Look up character encodings and their aliases
A character set, or charset, is the mapping between the bytes stored or transmitted and the characters a person reads. Get it wrong and text turns into mojibake — garbled symbols where accented letters or CJK characters should be. This reference covers the charsets in the IANA registry that you actually meet on the web and in files, with each one’s canonical name, the preferred MIME name to put in headers, its aliases, and the spec that defines it.
How it works
Every charset has a canonical name registered with IANA and a preferred MIME name that protocols should emit.

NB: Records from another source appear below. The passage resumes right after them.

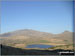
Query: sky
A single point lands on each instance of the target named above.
(46, 16)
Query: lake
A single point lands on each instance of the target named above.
(39, 46)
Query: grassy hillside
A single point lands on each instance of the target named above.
(22, 38)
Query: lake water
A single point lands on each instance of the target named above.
(39, 46)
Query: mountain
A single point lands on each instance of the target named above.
(21, 38)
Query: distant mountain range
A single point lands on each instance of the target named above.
(28, 36)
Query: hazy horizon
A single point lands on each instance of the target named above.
(53, 17)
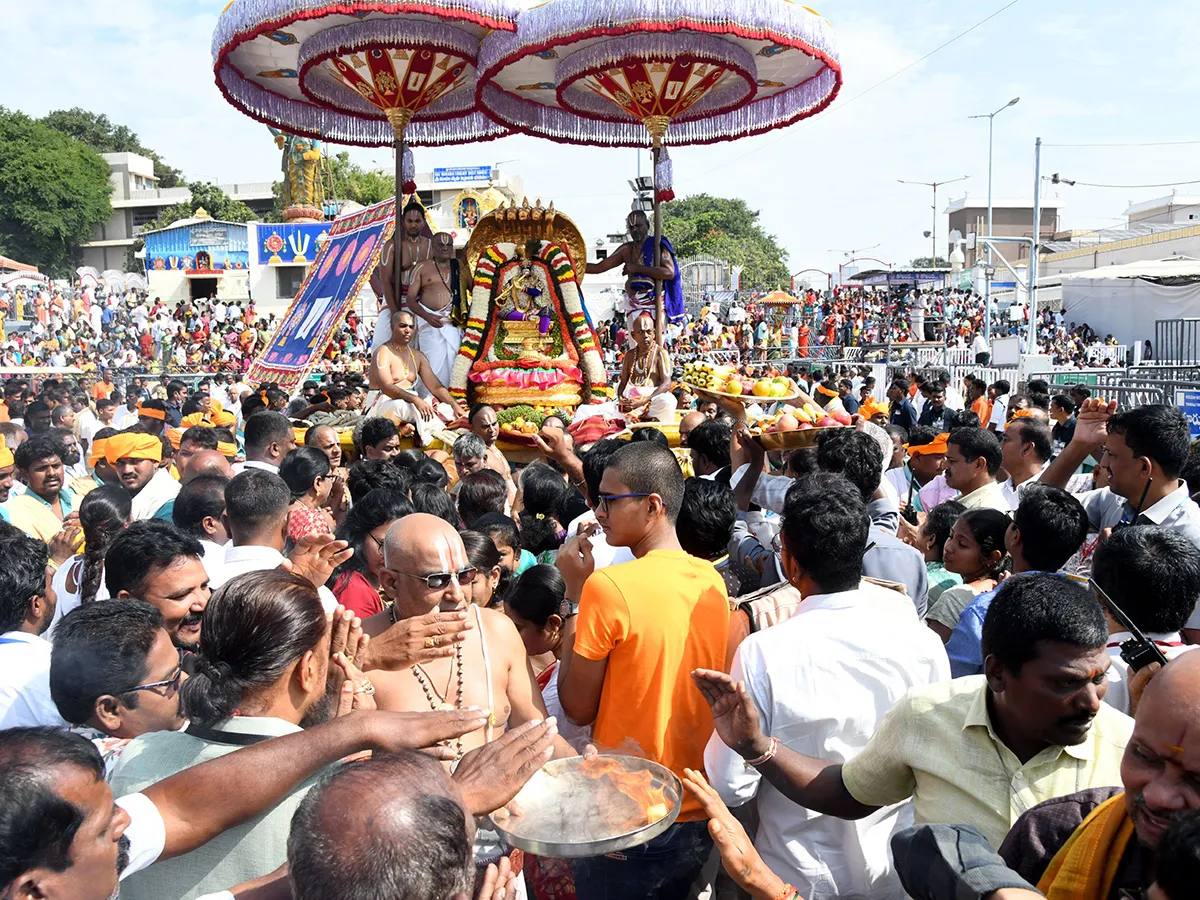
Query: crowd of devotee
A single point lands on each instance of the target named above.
(315, 652)
(93, 329)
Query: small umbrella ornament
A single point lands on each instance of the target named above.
(658, 72)
(361, 72)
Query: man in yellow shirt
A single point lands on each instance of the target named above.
(642, 627)
(41, 510)
(979, 750)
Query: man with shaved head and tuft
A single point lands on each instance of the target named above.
(425, 569)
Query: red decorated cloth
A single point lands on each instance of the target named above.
(594, 429)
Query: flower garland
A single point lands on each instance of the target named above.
(569, 305)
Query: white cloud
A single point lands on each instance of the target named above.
(1102, 73)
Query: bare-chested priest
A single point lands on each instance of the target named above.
(431, 297)
(415, 247)
(425, 569)
(395, 371)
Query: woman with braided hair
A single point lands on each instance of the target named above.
(103, 514)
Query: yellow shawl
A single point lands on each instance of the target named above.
(1086, 865)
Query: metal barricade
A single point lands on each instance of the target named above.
(1177, 341)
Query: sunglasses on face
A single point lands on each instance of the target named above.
(168, 688)
(441, 581)
(607, 498)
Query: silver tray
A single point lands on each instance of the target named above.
(562, 815)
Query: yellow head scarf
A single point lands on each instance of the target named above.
(130, 445)
(937, 447)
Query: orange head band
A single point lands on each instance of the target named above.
(131, 445)
(935, 448)
(97, 451)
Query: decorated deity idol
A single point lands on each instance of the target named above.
(528, 340)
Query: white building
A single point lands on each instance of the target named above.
(137, 201)
(1174, 210)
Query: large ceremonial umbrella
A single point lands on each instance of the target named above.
(658, 72)
(363, 72)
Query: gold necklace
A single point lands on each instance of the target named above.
(437, 702)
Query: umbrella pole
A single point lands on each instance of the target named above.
(659, 312)
(397, 240)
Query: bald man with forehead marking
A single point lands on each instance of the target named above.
(425, 565)
(204, 462)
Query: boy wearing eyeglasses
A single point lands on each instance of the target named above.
(641, 629)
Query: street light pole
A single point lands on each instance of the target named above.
(935, 185)
(991, 119)
(1033, 250)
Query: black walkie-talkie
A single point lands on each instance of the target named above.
(909, 513)
(1139, 651)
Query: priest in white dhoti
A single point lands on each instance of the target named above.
(435, 299)
(643, 393)
(417, 245)
(396, 371)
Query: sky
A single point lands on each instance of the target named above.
(1103, 72)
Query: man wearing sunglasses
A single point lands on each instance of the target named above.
(426, 570)
(114, 672)
(642, 628)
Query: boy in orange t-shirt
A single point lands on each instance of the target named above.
(641, 630)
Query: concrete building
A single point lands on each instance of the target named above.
(1011, 219)
(137, 201)
(1174, 210)
(456, 198)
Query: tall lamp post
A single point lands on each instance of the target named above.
(990, 118)
(935, 185)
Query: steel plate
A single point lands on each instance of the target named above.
(563, 813)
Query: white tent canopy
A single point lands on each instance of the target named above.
(1169, 268)
(1127, 300)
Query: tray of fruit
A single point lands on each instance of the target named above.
(797, 427)
(726, 382)
(520, 424)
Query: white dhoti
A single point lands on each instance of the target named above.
(383, 329)
(661, 408)
(439, 345)
(405, 412)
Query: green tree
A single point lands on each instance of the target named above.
(205, 196)
(53, 192)
(727, 229)
(211, 199)
(106, 137)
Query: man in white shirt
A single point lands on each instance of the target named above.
(1144, 449)
(1026, 449)
(127, 414)
(27, 610)
(972, 461)
(269, 437)
(1153, 576)
(42, 772)
(821, 683)
(999, 396)
(586, 475)
(199, 511)
(256, 519)
(981, 348)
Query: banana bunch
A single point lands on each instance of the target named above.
(706, 375)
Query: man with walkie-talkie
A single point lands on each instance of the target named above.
(1147, 579)
(1144, 450)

Many also carry historical aliases — for instance latin1, l1 and cp819 all resolve to ISO-8859-1, and cp1252 resolves to windows-1252. This tool searches all of those, so typing a legacy alias takes you to the canonical encoding. To declare an encoding you place it in an HTTP header or an HTML tag:
Content-Type: text/html; charset=UTF-8
<meta charset="UTF-8">
The byte width differs by family: UTF-8 is variable (1-4 bytes) and ASCII-compatible; UTF-16 uses 16-bit code units with surrogate pairs; the ISO-8859 and Windows code pages are single-byte; and the East-Asian encodings (Shift_JIS, GBK, GB18030, Big5, EUC-KR) are multi-byte.
Tips and notes
- Always prefer UTF-8 for new content. It is the web default and covers all of Unicode. The other entries here are mainly for reading legacy data.
- Use the preferred MIME name in headers, not an alias, so every client decodes consistently.
- Labelled iso-8859-1 becomes windows-1252 in HTML5 decoders — they are a superset that fills the 0x80-0x9F range, which is why smart quotes and the euro sign survive.
- GB18030 covers all of Unicode and is mandated for software sold in China, so it is the safe legacy choice for Simplified Chinese.
- Fixing mojibake means decoding the bytes with their original charset and re-saving as UTF-8 — do not just re-label the file, or the bytes stay wrong.